Maxx Weston said he’s trying to raise awareness about challenges that veterans face. 

“The VA are standoffish, they’re hostile, they have that tone that you’re one of those guys coming into the emergency room trying to score drugs,” he said. 

John Weston said the VA needs more federal funding to better serve veterans. In particular, he said a push against taxes beginning in the 1980s has hurt services like the VA. 

While he said the government is often perceived as misappropriating funds, it also provides valuable services. 

“We don’t view taxes as an investment in our country and our fellow citizens the way most of the world does,” he said. “...People need to understand that they want all these things, they want to fight all these wars, they got to pay the price.

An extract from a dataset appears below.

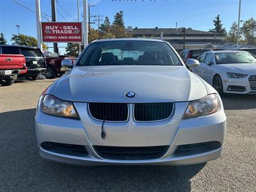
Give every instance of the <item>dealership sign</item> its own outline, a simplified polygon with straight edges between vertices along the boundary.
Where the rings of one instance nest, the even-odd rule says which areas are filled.
[[[82,42],[81,22],[42,22],[44,42]]]

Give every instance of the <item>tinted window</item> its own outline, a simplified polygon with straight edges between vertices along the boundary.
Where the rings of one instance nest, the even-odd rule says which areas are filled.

I paid my price.” 

A representative from the Portland VA office said they do not comment on specific veterans or their cases, but said sometimes veterans will be given local treatment options instead of getting into a VA hospital. 

The Commission on Care report found that access to healthcare was one of the largest issues facing veterans using VA systems, and while the agency had implemented a “Choice Program” which let veterans choose local doctors for care, it was underperforming. Instead, the report recommended establishing veteran-centered community health systems. 

“There’s far too many of us, that’s for sure, it’s kind of an embarrassment I think,” John Weston said. “We deal with the hand we’ve been dealt I suppose… I just don’t want to see this happen to anyone else.”